Some experts pointed out that from the perspective of infrastructure, whether the Internet is the core infrastructure, the United States and Europe has not reached a conclusion. We can examine this problem from main body property, capital source etc.
Some experts stressed that connectivity is an important value of the Internet. In the traditional industry, if phones of China Mobile, China Unicom and China Telecom can only call each other within its network but not between the networks, the consequences are unthinkable .
B. Anti-unfair competition regulation on this kind of behaviors
(i) The determination of the attribute of unfair competition on this kind of behavior
Some experts believe that similar force-out, shielding are unfair competition behaviors. Some experts believe that we should first determine the nature of such problem. There is indeed a competitive relationship between Internet platforms, but they tend to believe that unfair blocking or shielding behaviors are due to their respective interests.
Some experts added that such ACTS can be applied to article 12 of the Anti-unfair Competition Law, especially "other ACTS that obstruct or disrupt the normal operation of network products or services legally provided by other operators", but it is necessary to identify which party is the subject of the obstruction.
(ii)Thoughts on the regulation of such behaviors
Some experts stressed that the "incompatibility" of the Anti-unfair Competition Law should be treated with caution. "incompatibility" may be a normal state with sufficient justifications, and there is room for discussion on the judgment of "malicious". The "good faith" in the second article of the Anti-unfair Competition Law should not be abused, which is special compared with the "principle of good faith" in the imperial article of the Civil Law.
Some experts believe that we should use the thinking of competition law to evaluate the video website advertising blocking cases, and unfair competition cannot be judged by whether it harms the business model of others.

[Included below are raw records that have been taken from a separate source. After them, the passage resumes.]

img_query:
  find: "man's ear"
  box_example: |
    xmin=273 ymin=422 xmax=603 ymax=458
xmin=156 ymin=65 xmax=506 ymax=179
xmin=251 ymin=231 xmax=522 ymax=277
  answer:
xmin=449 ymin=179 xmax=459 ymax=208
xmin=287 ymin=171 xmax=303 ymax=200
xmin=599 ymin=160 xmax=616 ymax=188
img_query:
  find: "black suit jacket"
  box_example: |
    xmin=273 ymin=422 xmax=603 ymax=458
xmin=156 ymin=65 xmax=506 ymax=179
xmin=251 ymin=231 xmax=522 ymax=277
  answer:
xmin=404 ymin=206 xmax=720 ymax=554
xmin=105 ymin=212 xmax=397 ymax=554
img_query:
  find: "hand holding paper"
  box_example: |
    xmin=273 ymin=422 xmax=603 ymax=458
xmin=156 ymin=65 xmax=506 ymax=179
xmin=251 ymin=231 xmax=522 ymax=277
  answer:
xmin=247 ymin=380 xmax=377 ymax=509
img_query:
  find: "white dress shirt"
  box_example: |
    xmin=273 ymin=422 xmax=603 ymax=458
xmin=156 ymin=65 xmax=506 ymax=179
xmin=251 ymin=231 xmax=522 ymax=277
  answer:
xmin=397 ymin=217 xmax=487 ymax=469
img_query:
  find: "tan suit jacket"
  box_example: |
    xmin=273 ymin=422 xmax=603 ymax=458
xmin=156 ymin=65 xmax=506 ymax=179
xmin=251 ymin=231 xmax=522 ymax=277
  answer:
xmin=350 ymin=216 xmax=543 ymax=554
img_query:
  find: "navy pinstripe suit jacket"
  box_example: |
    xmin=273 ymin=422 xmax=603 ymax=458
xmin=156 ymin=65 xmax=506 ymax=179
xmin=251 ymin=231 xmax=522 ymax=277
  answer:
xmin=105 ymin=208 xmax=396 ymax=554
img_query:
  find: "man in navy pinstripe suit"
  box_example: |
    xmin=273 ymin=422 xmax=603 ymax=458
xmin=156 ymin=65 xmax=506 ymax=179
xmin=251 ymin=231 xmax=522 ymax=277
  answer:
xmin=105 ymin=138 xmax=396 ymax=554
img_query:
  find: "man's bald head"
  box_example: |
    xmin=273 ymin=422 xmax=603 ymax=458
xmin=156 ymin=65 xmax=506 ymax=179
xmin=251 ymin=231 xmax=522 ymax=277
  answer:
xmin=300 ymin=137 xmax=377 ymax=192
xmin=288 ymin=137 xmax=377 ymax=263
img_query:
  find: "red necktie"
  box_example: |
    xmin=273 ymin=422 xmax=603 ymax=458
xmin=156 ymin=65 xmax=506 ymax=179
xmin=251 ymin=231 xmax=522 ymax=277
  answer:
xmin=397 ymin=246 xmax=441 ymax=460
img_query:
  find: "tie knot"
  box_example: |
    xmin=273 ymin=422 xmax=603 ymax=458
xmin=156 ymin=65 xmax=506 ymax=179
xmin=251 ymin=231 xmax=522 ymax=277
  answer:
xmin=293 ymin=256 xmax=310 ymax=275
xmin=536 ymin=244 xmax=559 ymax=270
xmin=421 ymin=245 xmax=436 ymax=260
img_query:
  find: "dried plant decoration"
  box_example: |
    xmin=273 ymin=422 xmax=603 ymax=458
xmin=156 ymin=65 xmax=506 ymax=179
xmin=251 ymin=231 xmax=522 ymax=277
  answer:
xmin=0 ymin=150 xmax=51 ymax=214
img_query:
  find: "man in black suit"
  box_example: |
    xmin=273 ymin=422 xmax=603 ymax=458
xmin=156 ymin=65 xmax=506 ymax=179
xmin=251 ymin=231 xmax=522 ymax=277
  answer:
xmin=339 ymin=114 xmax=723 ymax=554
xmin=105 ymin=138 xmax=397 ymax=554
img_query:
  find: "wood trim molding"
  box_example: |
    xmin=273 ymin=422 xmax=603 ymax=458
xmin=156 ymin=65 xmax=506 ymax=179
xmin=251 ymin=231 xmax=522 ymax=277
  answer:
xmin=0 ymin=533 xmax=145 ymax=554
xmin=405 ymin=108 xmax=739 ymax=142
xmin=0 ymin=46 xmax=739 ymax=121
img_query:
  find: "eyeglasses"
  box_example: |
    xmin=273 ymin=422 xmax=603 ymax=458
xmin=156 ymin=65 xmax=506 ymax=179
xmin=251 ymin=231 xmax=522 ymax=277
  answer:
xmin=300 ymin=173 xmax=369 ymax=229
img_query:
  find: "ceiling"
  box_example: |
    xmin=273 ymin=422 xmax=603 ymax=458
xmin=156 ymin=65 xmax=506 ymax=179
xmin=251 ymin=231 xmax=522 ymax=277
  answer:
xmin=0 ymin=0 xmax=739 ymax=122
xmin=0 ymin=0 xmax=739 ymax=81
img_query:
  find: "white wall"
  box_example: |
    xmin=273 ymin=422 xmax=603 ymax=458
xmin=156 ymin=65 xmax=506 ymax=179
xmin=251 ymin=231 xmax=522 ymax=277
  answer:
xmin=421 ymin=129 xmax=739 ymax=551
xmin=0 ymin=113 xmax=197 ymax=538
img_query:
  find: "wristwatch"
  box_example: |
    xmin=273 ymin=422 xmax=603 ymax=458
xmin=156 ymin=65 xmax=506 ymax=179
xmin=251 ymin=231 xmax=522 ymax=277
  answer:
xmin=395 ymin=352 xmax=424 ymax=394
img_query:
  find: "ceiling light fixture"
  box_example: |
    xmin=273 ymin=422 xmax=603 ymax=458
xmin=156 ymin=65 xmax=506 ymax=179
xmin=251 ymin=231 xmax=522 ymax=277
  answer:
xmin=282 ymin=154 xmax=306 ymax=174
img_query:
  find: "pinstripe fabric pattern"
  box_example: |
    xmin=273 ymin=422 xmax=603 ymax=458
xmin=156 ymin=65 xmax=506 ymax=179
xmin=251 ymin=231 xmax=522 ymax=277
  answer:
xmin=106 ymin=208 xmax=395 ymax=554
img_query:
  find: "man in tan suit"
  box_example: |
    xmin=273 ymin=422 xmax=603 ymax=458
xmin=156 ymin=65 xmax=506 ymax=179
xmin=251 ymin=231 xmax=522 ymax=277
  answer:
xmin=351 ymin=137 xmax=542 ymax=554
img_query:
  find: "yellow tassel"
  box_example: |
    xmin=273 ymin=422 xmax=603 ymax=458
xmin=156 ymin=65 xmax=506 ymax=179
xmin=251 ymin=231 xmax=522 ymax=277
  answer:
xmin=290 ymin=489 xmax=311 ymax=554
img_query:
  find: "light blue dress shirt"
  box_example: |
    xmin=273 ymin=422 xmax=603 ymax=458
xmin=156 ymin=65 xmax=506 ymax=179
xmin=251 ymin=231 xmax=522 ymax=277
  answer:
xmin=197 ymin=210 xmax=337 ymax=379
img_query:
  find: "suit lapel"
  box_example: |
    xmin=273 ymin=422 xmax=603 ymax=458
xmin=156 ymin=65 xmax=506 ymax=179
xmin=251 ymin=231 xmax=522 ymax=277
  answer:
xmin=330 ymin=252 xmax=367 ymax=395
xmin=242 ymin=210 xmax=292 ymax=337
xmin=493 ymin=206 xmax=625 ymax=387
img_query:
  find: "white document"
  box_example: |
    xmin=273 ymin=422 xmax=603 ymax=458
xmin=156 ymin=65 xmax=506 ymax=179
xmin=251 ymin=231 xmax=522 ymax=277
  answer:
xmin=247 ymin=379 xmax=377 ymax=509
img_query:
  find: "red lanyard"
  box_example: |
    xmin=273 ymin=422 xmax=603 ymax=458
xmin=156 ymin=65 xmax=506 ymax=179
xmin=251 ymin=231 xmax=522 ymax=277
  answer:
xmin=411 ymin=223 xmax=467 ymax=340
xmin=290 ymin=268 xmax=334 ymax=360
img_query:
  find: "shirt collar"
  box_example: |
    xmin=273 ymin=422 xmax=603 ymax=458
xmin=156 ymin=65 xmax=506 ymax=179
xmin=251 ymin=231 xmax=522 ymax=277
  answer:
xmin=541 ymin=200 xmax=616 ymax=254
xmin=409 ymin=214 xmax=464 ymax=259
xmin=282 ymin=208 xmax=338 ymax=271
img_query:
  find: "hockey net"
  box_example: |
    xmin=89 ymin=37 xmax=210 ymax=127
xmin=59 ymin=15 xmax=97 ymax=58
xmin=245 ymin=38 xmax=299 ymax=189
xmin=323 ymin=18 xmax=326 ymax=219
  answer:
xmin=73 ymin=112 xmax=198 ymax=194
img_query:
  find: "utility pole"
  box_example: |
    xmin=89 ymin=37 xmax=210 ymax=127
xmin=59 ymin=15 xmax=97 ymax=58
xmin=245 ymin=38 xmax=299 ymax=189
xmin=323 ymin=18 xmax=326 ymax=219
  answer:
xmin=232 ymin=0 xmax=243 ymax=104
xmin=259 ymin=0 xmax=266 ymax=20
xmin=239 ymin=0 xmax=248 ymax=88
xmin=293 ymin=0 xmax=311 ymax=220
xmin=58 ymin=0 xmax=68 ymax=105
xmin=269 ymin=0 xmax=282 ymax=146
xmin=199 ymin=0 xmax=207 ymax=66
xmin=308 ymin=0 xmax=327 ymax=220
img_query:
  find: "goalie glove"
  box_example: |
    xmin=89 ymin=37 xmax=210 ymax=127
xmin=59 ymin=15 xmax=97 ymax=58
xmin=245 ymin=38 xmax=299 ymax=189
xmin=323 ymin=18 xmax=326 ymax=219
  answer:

B. Other regulations on such ACTS
Some experts also extended the discussion to consumer protection. In accordance with the Law on the Protection of Rights and Interests of Consumers, the right to fair trade should be protected, that is, all consumers are treated equally, and non-discrimination is a basic principle. Some experts believe that the antitrust criteria, based on consumer welfare or total social welfare, vary slightly from country to country.
From the perspective of market regulation, some experts pointed out that the rapid development of the Internet field really requires a long-term perspective, which involves not only national economic issues, but also the competition law or the whole market regulation law. He pointed out that these issues concern the balance of interests in various aspects of future national strategy, industrial development and consumer protection, as well as the realization of the values of freedom, order, efficiency, fairness, security and competition. Some experts pointed out that similar issues may involve different laws, so they should be considered from the perspective of different laws. Of course, regulation in all fields may be a new problem, but the problem should be clarified firstly and then analyzed in depth.
On the issue of market access, some experts believe that regulation should be strengthened.
At the same time, from the perspective of privacy protection, some experts believe that social software apps may indeed have privacy problems. On the one hand, it should emphasize the openness of factors (including competitive factors); on the other hand, it should emphasize the closure of data under the guise of security and privacy. There is a certain conflict between the two values.
The organizer also expressed its sincere thanks to the participating experts for taking time off to attend the conference and to the students for their hard preparations. With warm applause, the seminar has come to a successful conclusion.